Sport and Exercise Science Research Centre (SESRC)
Department of Life Sciences
PhD Opportunities
Please see below a list of current PhD opportunities in the SESRC. This list is by no means exhaustive,
so if you have a novel research idea please send a short outline (Approx. 500 words) to Dr Neale
Tillin
1. A novel design of activity monitor for improving musculoskeletal health
2. Neuromuscular function in hot and temperate environments
3. How does bone mineral density and body weight affect trunk muscle functions in the
elderly?
4. Developing and Evaluating Exercise Protocols for Lower Limb Amputees
5. Optimising heat acclimation strategies
6. A lifestyle based intervention for the middle aged in preparation for elderly life
We offer:
 a first-class comprehensive PhD programme, with the opportunity of taking taught modules
within and outside the Department (if recommended), and appropriate mentorship to
develop your career
 a strong research environment, with growing PhD numbers and excellent research facilities
Applications will be accepted from students in the UK and overseas. There is no funding attached to
this project, and therefore the successful applicant will be responsible for the payment of tuition
fees, living expenses and other such costs associated with living and studying in London. Appropriate
applicants will be encouraged to apply for external or internal grants, if available, although such
funding is likely to be highly competitive and success cannot be guaranteed.
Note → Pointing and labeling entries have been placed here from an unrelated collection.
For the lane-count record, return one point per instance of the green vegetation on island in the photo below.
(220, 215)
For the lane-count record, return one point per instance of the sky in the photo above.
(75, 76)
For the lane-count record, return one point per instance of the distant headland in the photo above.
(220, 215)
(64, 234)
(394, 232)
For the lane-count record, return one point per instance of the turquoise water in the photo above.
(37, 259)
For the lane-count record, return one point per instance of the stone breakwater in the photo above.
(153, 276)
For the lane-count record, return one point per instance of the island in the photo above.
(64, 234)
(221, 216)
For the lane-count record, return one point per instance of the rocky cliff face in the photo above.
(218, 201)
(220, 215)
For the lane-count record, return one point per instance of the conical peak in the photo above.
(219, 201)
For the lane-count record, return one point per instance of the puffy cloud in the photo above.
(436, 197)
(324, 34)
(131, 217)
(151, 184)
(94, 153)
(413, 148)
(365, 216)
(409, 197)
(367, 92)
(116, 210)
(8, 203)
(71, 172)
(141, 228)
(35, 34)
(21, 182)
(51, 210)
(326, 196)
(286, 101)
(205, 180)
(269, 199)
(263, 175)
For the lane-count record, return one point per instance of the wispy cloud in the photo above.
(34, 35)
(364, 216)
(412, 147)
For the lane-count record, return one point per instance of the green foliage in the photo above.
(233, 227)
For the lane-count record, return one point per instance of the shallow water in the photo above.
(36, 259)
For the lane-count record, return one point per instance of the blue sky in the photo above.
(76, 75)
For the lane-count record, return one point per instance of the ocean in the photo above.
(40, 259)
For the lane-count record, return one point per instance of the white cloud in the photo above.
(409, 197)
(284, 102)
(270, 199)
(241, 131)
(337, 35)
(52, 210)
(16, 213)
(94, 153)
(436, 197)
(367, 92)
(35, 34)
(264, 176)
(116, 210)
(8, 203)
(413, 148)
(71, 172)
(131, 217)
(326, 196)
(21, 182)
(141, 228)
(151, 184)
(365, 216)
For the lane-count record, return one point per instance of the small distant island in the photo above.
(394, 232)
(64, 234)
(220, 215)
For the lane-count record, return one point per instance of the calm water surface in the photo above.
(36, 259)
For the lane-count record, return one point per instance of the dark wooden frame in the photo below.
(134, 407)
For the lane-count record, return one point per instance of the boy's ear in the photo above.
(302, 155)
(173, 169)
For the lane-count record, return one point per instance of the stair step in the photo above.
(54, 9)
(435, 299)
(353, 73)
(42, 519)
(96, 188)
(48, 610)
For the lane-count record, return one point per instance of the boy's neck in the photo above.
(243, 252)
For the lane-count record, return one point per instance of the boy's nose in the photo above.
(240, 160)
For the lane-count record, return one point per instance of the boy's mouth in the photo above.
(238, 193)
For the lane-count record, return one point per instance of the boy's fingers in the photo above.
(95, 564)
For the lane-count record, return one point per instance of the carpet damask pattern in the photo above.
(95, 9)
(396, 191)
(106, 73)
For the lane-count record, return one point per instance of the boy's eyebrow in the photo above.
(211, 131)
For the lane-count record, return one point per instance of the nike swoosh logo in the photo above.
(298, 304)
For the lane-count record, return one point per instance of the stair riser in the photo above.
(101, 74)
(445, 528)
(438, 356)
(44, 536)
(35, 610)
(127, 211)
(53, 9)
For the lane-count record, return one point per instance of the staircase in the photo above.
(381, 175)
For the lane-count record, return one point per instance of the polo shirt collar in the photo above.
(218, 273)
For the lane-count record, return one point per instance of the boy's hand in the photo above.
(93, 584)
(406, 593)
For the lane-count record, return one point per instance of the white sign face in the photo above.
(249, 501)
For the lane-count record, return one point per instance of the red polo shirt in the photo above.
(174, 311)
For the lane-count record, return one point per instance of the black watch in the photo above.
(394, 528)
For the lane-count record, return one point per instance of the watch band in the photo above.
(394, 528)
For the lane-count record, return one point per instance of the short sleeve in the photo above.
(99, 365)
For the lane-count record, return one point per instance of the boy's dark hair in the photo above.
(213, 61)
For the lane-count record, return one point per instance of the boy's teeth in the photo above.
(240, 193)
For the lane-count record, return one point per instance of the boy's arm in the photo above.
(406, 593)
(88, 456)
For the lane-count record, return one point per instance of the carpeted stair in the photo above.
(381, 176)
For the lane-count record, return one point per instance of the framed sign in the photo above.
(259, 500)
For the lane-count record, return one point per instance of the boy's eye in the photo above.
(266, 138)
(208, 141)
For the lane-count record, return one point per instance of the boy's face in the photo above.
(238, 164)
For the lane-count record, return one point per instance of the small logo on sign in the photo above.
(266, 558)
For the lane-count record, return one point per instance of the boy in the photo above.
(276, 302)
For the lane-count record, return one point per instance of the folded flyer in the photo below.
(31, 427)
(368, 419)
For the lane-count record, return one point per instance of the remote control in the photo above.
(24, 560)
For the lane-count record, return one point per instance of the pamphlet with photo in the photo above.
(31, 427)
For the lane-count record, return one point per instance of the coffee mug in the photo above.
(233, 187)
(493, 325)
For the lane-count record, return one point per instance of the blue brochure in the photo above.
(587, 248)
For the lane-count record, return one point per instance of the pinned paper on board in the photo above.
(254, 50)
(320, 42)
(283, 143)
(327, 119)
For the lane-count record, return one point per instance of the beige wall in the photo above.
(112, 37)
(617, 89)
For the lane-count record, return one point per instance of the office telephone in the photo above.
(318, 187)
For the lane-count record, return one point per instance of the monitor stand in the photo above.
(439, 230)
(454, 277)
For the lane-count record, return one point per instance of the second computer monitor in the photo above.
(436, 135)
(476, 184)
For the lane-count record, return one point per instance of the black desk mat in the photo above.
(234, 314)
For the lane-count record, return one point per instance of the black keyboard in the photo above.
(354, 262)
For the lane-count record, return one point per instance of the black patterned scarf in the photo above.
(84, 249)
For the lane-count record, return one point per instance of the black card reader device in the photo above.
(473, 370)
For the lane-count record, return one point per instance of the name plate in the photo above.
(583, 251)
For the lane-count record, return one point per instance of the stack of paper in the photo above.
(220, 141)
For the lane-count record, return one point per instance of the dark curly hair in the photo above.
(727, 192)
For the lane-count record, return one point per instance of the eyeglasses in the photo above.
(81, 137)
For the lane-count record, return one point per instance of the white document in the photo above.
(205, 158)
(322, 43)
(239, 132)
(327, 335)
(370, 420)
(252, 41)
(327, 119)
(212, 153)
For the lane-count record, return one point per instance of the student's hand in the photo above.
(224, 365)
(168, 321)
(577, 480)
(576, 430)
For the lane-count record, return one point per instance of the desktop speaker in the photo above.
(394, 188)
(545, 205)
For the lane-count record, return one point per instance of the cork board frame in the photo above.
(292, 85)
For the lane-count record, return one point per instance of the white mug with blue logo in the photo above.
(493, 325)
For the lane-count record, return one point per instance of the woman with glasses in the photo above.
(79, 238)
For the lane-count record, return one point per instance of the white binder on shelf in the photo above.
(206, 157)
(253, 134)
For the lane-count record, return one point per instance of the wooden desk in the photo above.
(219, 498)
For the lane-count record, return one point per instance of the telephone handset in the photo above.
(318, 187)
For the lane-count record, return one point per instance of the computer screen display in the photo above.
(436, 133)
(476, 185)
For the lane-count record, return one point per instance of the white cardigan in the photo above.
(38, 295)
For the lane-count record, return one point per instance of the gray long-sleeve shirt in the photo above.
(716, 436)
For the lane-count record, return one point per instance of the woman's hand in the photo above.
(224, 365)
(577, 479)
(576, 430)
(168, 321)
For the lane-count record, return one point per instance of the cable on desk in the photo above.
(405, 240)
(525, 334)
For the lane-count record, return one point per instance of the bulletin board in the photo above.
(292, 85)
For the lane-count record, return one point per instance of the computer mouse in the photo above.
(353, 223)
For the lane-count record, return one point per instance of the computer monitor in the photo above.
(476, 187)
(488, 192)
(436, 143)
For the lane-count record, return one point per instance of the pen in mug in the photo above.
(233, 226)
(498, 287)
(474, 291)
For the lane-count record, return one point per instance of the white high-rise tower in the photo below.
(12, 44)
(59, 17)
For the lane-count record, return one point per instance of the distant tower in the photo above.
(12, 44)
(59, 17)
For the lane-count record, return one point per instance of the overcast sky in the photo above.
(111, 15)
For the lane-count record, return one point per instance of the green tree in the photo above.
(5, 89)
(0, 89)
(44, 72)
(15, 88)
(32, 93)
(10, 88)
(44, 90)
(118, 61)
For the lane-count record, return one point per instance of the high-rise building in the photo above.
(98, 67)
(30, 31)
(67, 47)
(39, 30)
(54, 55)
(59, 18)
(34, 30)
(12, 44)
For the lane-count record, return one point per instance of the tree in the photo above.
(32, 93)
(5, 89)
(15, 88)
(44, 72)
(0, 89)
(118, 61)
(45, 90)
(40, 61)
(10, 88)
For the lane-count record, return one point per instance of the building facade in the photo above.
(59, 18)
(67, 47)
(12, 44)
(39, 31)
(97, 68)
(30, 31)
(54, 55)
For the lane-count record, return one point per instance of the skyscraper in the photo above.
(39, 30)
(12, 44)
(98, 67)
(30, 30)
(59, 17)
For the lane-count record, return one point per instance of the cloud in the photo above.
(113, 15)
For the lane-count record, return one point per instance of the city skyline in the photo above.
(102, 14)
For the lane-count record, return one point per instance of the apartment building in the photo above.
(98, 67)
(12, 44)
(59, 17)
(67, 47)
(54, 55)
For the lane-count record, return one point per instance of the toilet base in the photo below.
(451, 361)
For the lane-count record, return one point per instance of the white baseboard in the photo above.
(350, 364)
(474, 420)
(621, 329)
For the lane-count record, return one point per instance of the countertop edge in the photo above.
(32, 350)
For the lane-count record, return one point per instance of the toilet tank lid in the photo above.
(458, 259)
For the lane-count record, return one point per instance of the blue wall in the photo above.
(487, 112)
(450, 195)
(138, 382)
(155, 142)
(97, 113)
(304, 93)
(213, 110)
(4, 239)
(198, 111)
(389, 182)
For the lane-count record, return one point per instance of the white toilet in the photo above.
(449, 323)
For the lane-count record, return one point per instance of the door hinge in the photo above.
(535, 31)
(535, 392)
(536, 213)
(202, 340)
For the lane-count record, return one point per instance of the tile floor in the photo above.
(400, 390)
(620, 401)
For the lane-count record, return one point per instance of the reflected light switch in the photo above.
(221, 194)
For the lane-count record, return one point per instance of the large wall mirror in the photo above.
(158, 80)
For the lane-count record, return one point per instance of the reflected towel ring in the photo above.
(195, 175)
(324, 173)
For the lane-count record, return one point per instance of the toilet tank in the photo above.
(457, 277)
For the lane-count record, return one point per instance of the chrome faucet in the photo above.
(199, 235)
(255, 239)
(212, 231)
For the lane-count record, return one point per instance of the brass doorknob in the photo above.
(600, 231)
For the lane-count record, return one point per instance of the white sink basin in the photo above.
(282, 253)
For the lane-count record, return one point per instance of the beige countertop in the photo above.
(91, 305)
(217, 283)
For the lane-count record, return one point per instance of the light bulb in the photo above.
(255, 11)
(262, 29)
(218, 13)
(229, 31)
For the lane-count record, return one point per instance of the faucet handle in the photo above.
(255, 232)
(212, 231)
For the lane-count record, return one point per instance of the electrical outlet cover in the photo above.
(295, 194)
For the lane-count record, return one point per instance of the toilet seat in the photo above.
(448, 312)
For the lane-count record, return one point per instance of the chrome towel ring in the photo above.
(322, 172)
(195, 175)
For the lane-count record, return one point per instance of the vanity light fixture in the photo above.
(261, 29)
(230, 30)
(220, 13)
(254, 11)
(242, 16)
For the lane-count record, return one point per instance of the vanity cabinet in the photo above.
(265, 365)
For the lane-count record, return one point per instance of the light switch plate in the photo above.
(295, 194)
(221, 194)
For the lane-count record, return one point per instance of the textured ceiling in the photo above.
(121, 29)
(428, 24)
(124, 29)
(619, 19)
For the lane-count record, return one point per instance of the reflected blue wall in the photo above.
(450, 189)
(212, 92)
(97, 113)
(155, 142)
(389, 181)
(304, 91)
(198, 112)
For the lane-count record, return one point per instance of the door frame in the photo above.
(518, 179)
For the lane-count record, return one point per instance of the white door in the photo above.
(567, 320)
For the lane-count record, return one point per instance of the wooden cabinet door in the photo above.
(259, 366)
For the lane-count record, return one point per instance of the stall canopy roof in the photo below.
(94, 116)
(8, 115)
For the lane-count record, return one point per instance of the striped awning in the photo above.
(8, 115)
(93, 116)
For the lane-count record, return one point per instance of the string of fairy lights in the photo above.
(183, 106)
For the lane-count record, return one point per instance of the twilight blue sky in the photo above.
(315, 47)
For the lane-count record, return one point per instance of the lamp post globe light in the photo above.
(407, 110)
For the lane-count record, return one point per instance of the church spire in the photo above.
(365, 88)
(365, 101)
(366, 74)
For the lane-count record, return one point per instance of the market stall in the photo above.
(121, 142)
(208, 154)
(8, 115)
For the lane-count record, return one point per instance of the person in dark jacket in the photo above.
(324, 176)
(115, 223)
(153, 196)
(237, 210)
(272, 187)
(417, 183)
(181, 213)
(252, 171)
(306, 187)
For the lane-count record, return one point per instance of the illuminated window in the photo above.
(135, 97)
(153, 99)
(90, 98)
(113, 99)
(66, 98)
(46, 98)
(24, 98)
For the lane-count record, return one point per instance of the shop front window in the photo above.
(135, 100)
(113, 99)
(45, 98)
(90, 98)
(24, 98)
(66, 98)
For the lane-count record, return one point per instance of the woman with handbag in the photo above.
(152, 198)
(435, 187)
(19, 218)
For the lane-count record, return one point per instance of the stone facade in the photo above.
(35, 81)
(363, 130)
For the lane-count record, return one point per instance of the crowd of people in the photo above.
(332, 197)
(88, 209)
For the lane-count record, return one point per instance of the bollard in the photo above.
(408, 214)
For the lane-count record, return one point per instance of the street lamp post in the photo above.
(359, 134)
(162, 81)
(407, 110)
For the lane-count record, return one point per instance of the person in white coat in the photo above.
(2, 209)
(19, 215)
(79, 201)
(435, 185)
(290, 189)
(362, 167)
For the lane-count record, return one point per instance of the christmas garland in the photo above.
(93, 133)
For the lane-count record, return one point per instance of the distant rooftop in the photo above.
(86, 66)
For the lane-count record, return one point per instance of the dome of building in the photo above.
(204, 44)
The project will be awarded to the first suitable applicant. The start date and final details of the
project will be agreed between the successful applicant and their supervisors. Applications are
accepted all year round.
Project title: A novel design of activity monitor for improving musculoskeletal health
Background: Physical activity is important to maintain and improve the physical functions of bone
and muscles. There are a number of commercially available activity monitors which are targeted at
improving physical fitness, but none of them provide information about how they may be used to
improve musculoskeletal health. There is also a need to develop a user interface which is attractive
and user-friendly to the elderly people who will find this device helpful in preventing osteoporosis
and loss of muscle function.
Aim of project: The aim of this project is to develop a novel design which could provide user-friendly
information about the effects of physical activity on musculoskeletal health, and to define
parameters which could be set as exercise goals.
Summary: This project will employ inertial sensors to measure the intensity of mechanical loadings
associated with physical activity, and to study the effects of such loadings on the functions of the
muscles and bones. The appropriate user interface will be developed.
Potential supervisors:
Dr Jin Luo (Tel: 0208 392 3000 ext. 4699; Email Jin.Luo@roehampton.ac.uk)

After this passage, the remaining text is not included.